Bioeconomy, clean and efficient energy, and climate action are some of the H2020 program priorities driven by the European Commission to match the political union goals. Within this context, several work packages defined for the period 2018-2020 have focused on important aspects of these societal challenges, such as enabling near-zero CO2 emissions from carbon intensive industries (included fossil-fuel power plants), or the development of new alternatives for the production of bio-based products, within the context of circular economy.
Metal organic frameworks (MOFs) are hybrid crystalline materials, exhibiting high specific surface areas, controllable pore sizes and surface chemistry. These properties have made MOFs attractive for a wide range of applications including gas separation, gas storage and catalysis. They are one of the most promising candidates for CO2 capture due to their adsorption selectivity towards CO2.
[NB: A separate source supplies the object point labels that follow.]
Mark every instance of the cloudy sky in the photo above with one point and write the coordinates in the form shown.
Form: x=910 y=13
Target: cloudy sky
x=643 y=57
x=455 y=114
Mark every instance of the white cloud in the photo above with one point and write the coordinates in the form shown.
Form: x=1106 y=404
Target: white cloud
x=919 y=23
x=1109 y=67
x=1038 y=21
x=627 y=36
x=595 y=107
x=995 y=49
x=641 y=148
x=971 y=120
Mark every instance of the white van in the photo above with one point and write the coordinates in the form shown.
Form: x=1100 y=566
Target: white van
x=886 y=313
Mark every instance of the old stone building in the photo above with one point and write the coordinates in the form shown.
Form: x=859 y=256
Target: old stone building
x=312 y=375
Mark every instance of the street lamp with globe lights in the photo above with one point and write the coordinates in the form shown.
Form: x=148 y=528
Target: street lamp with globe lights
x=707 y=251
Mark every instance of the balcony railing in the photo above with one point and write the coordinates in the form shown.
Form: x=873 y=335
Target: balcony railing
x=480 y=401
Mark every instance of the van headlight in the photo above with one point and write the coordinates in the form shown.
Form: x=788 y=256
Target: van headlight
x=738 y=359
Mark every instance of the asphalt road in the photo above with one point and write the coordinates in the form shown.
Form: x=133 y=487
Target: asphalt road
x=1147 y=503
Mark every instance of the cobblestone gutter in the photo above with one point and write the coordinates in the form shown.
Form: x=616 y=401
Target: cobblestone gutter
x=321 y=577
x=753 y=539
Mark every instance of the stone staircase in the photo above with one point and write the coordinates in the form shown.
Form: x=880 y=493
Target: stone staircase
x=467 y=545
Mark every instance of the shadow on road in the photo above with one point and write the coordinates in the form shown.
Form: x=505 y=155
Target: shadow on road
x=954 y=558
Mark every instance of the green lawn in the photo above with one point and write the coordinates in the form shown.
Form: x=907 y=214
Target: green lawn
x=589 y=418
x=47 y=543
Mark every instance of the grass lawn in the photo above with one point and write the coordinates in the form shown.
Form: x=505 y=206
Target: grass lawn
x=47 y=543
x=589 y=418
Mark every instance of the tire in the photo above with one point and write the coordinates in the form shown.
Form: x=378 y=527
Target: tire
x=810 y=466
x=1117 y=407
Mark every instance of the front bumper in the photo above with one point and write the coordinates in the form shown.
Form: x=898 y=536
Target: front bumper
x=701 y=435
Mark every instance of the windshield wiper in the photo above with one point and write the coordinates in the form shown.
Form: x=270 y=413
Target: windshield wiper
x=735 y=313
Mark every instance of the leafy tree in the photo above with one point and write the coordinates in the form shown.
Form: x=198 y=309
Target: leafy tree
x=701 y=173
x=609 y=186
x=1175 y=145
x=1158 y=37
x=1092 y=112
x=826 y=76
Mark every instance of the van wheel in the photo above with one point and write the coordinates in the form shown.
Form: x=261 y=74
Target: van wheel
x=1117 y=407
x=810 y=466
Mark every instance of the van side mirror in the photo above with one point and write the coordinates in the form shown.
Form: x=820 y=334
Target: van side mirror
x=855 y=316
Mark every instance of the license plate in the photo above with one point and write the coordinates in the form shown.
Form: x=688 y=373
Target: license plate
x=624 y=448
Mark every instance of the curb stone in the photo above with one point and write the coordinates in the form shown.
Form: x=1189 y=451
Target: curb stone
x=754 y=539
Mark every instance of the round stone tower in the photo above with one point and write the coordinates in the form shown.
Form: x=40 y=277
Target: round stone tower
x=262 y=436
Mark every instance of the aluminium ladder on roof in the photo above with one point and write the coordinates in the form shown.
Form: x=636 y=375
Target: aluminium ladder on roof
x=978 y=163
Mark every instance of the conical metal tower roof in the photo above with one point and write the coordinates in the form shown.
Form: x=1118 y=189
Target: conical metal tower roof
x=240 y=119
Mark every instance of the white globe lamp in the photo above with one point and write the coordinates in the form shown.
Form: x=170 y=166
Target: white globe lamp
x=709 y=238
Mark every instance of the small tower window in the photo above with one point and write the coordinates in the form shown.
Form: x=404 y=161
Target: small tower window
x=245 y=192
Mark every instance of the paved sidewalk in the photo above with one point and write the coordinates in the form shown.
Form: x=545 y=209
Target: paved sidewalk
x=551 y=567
In the context of the Organic Device Characterization Laboratory-LabCADIO (belonging to the laboratory network of the Regional Government of Madrid, ref-351), led by Prof. Carmen Coya, deals with the development of materials, the manufacture of devices, the optimization of cost-effective processes for Organic Electronics (special attention to patterning and transformation of 2D materials (i.e Graphene) by electro erosion) and simulation of transport processes in organic electronic devices.
Feedstock recycling by thermal and catalytic pyrolysis is the most studied technology to convert plastic wastes but these processes present limited conversion at low pyrolysis temperature. An alternative and attractive solution for thermal heating is magnetic induction that might represent a way to save energy. Our proposal is to use magnetic nanoparticles and electromagnetic fields in order to heat just the local active sites of the catalyst, thereby achieving the degradation reaction with a more rapid and lower energy supply than feasible with normal thermal heating processes.